Jean-Michel Moutama, président de la CGPER

Des contraintes environnementales

Outre les flambées de prix, les normes environnementales imposées, qui se manifestent par exemple par l'interdiction d'utilisation de certains produits, font aussi grincer des dents. "C'est vrai qu'il faut diminuer l'utilisation des produits", reconnaît Jean-Michel Moutama. Mais le président de la CGPER constate aussi les limites de l'agriculture plus verte souhaitée par l'Europe et la France. 

Une "concurrence déloyale" des pays de la zone

"Aujourd'hui on est concurrencés par les pays de la zone. L'Europe, la France, ne peuvent pas nous imposer des contraintes énormes tout en laissant entrer des produits qui sont cultivés de n'importe quelle manière.
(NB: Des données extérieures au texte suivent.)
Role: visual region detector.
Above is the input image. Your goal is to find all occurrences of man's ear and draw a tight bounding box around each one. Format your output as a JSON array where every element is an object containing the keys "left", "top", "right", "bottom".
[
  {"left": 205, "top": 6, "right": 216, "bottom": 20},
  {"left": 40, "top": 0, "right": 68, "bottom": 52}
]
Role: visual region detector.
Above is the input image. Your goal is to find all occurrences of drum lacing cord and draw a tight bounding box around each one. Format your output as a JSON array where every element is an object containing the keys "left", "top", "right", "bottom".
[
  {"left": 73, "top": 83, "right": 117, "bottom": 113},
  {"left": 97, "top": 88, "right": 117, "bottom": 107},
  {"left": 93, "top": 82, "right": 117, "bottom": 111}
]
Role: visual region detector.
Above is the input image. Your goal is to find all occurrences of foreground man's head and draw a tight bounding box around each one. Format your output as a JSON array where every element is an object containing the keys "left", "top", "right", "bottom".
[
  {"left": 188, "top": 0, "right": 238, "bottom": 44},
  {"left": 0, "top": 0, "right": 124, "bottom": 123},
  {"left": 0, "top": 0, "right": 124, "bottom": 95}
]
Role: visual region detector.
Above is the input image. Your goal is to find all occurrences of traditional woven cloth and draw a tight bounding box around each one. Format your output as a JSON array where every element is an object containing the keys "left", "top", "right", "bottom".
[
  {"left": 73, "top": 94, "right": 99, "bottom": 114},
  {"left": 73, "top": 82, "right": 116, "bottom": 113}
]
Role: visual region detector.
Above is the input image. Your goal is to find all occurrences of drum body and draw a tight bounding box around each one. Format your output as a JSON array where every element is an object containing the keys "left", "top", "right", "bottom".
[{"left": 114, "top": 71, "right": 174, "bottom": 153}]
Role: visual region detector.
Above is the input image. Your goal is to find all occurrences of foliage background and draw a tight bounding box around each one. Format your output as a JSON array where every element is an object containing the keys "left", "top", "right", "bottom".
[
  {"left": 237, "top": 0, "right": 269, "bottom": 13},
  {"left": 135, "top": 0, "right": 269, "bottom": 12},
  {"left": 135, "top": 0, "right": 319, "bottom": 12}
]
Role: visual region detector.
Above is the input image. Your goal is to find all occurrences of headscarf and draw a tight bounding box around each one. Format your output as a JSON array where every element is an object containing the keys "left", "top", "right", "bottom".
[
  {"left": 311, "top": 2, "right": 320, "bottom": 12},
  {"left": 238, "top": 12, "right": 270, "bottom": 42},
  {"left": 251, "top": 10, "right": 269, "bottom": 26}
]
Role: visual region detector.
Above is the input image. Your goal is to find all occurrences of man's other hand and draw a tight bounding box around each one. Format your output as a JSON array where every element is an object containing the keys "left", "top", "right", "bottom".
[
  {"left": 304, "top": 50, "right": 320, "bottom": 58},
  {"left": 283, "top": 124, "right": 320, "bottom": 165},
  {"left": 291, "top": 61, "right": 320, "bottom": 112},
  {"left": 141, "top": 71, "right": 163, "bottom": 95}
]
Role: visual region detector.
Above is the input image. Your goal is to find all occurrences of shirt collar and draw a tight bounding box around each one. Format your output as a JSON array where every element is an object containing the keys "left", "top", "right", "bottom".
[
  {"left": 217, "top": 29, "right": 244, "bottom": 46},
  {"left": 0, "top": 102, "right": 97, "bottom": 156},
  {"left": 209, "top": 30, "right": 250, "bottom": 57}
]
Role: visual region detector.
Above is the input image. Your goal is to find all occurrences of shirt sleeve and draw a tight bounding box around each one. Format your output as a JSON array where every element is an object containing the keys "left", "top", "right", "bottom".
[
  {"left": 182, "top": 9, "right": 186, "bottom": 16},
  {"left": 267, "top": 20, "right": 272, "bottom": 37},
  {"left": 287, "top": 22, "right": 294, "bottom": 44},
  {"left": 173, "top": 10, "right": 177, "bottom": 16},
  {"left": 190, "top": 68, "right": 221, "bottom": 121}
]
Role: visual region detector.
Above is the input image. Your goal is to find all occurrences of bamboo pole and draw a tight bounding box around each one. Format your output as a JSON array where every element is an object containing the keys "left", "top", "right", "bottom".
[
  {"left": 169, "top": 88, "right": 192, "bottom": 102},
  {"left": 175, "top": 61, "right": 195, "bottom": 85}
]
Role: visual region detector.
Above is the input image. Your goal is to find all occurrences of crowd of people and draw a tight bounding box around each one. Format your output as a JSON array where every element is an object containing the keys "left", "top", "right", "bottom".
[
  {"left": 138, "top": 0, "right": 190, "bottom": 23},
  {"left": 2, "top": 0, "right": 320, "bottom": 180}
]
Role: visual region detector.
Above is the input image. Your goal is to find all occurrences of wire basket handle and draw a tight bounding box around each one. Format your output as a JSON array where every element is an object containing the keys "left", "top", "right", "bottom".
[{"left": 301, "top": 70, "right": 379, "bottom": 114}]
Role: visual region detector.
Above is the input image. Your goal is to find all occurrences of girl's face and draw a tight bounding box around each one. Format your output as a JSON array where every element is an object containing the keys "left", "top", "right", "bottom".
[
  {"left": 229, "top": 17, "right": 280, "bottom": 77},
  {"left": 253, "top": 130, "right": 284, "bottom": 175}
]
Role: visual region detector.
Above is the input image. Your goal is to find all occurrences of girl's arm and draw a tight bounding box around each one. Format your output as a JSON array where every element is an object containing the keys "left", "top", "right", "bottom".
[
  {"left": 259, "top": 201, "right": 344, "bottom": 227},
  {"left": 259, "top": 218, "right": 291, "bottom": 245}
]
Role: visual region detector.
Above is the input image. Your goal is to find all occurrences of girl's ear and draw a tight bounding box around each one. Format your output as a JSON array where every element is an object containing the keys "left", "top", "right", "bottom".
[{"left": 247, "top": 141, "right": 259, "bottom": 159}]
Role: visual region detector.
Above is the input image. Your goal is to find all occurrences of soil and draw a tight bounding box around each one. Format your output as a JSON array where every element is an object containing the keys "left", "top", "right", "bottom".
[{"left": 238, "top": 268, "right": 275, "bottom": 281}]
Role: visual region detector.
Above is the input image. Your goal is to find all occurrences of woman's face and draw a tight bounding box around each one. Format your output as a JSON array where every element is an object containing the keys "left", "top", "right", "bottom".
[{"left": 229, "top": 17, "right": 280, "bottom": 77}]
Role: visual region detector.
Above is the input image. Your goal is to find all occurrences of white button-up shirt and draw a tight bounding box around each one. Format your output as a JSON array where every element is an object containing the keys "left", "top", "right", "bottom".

Qui c'est qui va contrôler les agriculteurs qui viennent nous concurrencer sur notre marché ?", s'interroge-t-il, qualifiant ces importations de "concurrence déloyale". 

Un plan pour l'export de l'ananas réclamé 

Enfin, autre point qui mérite d'être abordé lors de cette visite ministérielle, celui de l'export, qui selon Jean-Michel Moutama connaît aussi des difficultés. L'export de l'ananas, en particulier, soulève ses inquiétudes. 

"S'il n'y pas un plan Ananas mis en place avec des fonds FEADER par exemple comme pour la canne, ou comme pour la banane aux Antilles, d'ici un an ou deux, il n'y aura plus d'ananas réunionnais exporté. Les marchés qu'on a pris plus de 30 ans à avoir seront pris par les pays tiers qui font aussi de l'ananas Victoria. On n'accepte pas ça"

Jean-Michel Moutama, président de la CGPER

La thématique agricole abordée par les ministres vendredi 

Ces questions devraient être entendues cette semaine par les membres du gouvernement, puisqu'Elisabeth Borne arrive à La Réunion ce jeudi avec, entre autres, le ministre de l'Agriculture et de la Souveraineté alimentaire, Marc Fesneau

L'agriculture devrait d'ailleurs être un des principaux thèmes abordés lors de la visite, en particulier la journée de vendredi. Des échanges sont prévus à Sainte-Rose, surtout autour de la vanille locale, puis à Bras-Panon où les ministres sont attendus sur une usine agro-alimentaire et pour un déjeuner de travail avec les différentes filières agricoles.